Si utilizáramos una perforadora con punta de diamante para llegar al centro magmático del espíritu norteamericano, ahí nos encontraríamos con el poder y el hambre. El hambre en Estados Unidos no sólo se sufre, sino que se celebra, como si fuese el camino de migas hacia el ingenio, el motor secreto del progreso.

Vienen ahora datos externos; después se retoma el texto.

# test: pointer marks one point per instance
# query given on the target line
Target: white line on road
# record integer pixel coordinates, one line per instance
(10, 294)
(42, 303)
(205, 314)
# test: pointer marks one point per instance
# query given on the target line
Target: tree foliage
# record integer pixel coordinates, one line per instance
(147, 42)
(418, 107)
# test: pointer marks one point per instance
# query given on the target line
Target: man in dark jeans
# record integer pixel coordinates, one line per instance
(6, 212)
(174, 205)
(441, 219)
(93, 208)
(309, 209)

Hay una cita parcialmente tergiversada de Steinbeck (que de todas formas con el tiempo adquirió su estatus de verdadera), que es que no existen pobres en Estados Unidos, sino ricos en vías de desarrollo. Viniendo los puritanos de una ala del cristianismo que supo catalizar dentro del capitalismo la idea del progreso individual como una forma de acercarse a Dios, todas la mitografías de Norteamérica están vinculadas a ese avance de predestinación autoproclamada, ya sea en el wéstern (el hambre territorial), las comedias románticas de los 30 y 40 (el hambre de ascenso social), o las películas de mafia y los noir (con el hambre por lo ilegal visto desde un lado igual de aspiracionista). Cada década ha sabido retratar la versión oficial y al mismo tiempo los lados B de este elan nacional, ya sea el optimismo desfachatado y amoral (pre código Hays) de los roaring twenties, el humanismo capriano de los 30 (y el de Preston Sturges en los 40), el giro conformista y conservador de la suburbia norteamericana de los 50, las versiones contraculturales de los 60 y 70 (la primera esperanzada, la segunda nihilista), la oda hipercapitalista yuppie de los 80 y el distanciamiento crítico pero integrado de los 90.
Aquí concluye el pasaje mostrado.